Fresh Whipped Cream Made Easy and All in Pictures

Whip up your own fluffy dessert topping, easily.

What doesn’t go great with whipped cream? I have the measuring cup you see in this recipe loaded and good to go in the refrigerator whenever I need it. Fresh whipped cream goes great in coffee, on pancakes, French toast, or with fresh fruit—and it’s incredibly easy to make!



  • Salt: You’ll see in this recipe I use just a light dash of salt to oppose the sweetness and enhance the full flavor of the whipped cream. Adding salt is entirely optional.
  • Added Flavor: You’ll also see in this recipe that I add a good shake of ground cinnamon before whipping the cream. I started adding cinnamon recently and love it. Great warm flavor! I’ve also added pumpkin pie spice and chocolate powder. The bottom line: you’re only limited by your imagination.
  • Cooling the Bowl and Mixer Blades: Some recipes for whipped cream recommend cooling the bowl or measuring cup and mixer blades in advance for quicker whipping. I’ve done that, but find it’s not necessary, though I sure do recommend using the heavy cream straight from the refrigerator.
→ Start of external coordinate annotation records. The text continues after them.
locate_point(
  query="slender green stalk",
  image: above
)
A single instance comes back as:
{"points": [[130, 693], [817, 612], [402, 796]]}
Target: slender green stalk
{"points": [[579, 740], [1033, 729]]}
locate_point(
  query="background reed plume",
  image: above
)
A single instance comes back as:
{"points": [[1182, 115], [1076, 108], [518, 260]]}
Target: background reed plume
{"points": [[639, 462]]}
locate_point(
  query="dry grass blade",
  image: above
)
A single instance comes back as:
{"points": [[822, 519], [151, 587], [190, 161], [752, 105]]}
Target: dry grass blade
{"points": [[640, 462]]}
Preparation Time: 5-7 minutes


(makes about 2 cups whipped cream)

1 Cup (8 ounces) Heavy Whipping Cream
1 Teaspoon Sugar (or sugar substitute—I like using natural stevia, which is a fine white powder that comes from the leaves of a stevia plant)
1 Teaspoon Vanilla Extract
Light Dash of Salt (optional)
Favorite Flavoring (optional—I like using ground cinnamon)
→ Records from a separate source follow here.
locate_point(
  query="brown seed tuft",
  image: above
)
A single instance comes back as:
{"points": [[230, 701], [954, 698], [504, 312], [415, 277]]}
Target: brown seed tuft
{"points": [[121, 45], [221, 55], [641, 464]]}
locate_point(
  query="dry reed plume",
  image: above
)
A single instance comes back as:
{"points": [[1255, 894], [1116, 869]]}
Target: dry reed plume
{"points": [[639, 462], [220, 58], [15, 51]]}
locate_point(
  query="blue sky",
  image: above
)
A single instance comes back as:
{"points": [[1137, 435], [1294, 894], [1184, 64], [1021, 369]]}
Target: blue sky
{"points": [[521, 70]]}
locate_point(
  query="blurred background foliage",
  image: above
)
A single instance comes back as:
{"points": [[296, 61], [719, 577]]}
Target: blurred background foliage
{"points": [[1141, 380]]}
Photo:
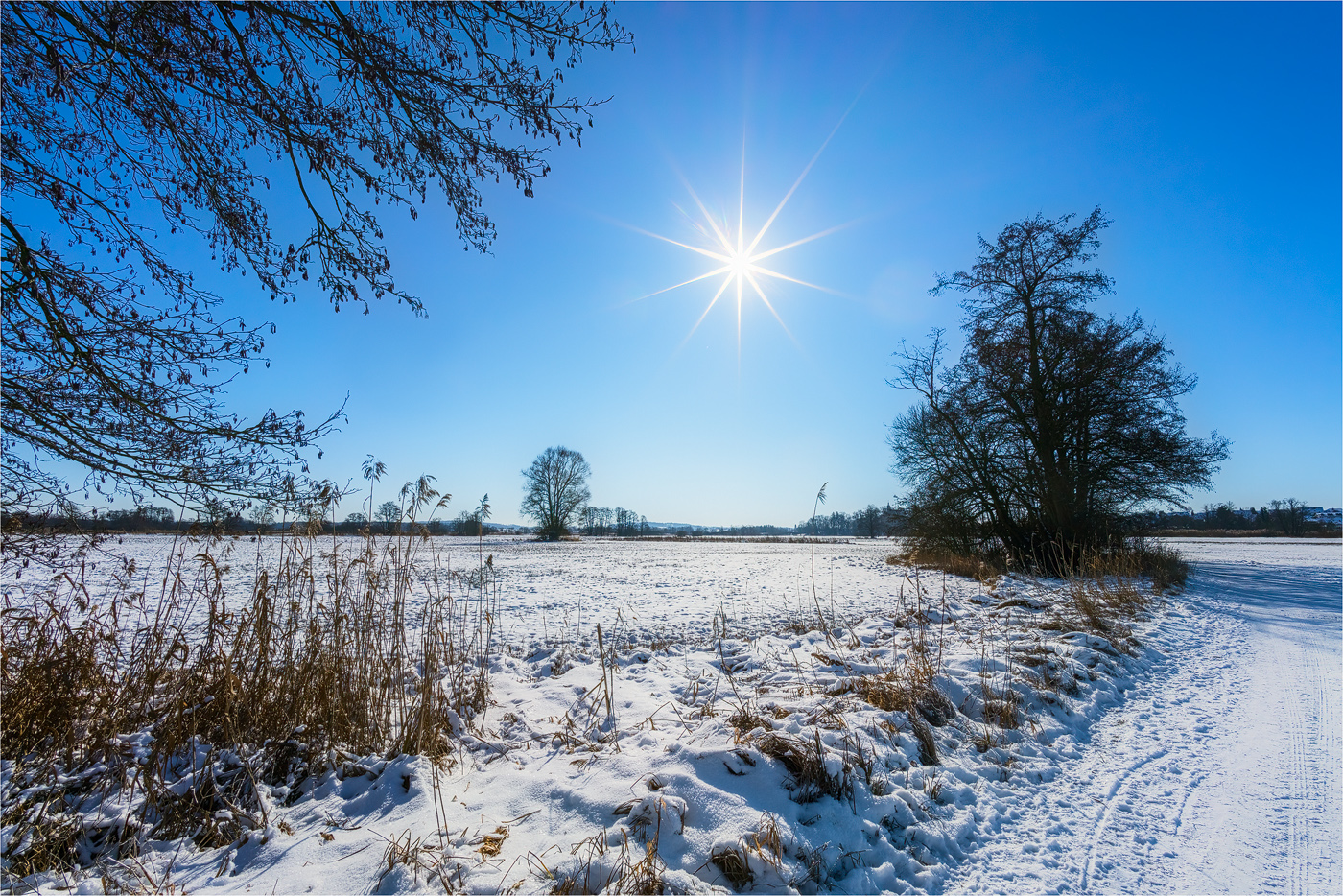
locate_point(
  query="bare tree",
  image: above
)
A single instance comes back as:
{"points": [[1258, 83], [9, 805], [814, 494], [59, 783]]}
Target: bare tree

Electric Hand Mixer (can be substituted with a hand powered egg beater)
Large Measuring Cup or Mixing Bowl (use a bigger bowl than you think you’ll need to avoid splatter)
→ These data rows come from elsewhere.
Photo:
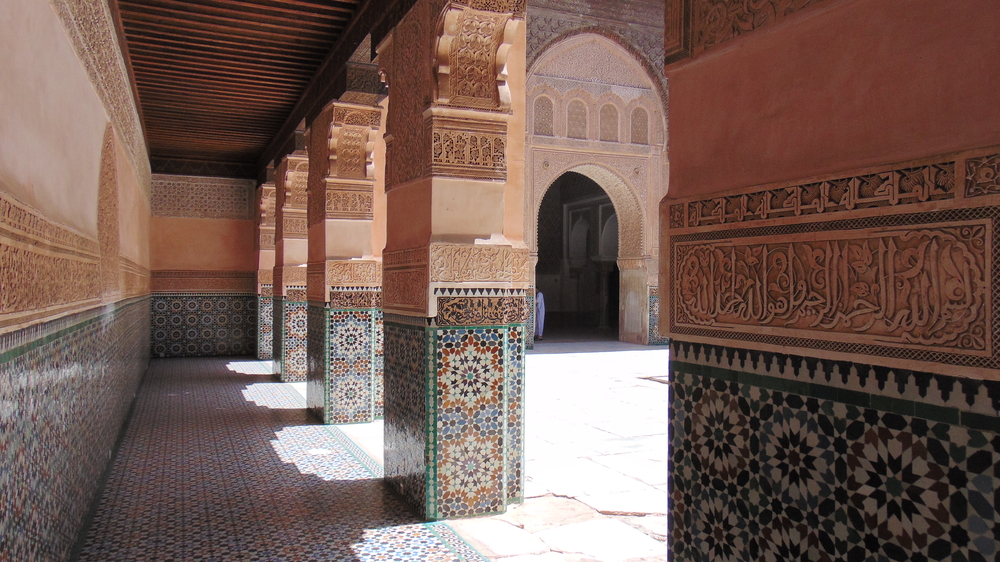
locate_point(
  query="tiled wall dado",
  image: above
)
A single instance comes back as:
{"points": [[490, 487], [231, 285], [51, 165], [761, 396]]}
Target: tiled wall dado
{"points": [[835, 373], [265, 323], [781, 457], [290, 346], [454, 404], [203, 324], [654, 318], [65, 389], [345, 376]]}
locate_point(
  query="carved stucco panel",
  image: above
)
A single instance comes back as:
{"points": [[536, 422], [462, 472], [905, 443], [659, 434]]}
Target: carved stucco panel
{"points": [[925, 287], [202, 197], [353, 273], [470, 59], [622, 177], [465, 263]]}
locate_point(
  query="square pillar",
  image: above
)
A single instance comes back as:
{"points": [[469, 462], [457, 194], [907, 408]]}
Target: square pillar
{"points": [[265, 266], [289, 274], [456, 268], [345, 270]]}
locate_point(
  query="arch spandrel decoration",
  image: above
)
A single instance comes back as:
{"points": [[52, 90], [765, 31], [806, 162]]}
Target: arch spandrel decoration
{"points": [[631, 224]]}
1. Use heavy whipping cream straight out of the refrigerator because cold cream whips faster than warm cream.

Pour about 1 cup (8 ounces) heavy whipping cream into a bowl or large measuring cup. (If you’re bowl doesn’t have cup markings on it, just estimate.)

2. Add the following to the heavy cream:

An optional light dash of salt

1 teaspoon sugar (left photo) or sugar substitute (right photo)

1 teaspoon vanilla extract

An optional good shake of your favorite flavoringground cinnamon is shown here

3. For safety’s sake, don’t plug the electric hand mixer into a power socket until first attaching the mixer blades to the hand mixer. You should feel the blunt rod end of the mixer blade click into place in the slotted sleeves.

4. Plug the electric hand mixer into a power socket.

Put the mixing blades into the cream, use your free hand both to steady the bowl and contain any splatter—making sure to keep that hand safely clear from the mixer blades, and turn on the mixer to HIGH speed.

Keep mixing and gently circling the mixer around the bowl edge until the whipped cream forms folds and can stand on its own.

5. Turn off the mixer and unplug it from the power socket.

Eject the blades.

6. Store freshly made whipped cream by covering it with plastic wrap and refrigerating for up to one week.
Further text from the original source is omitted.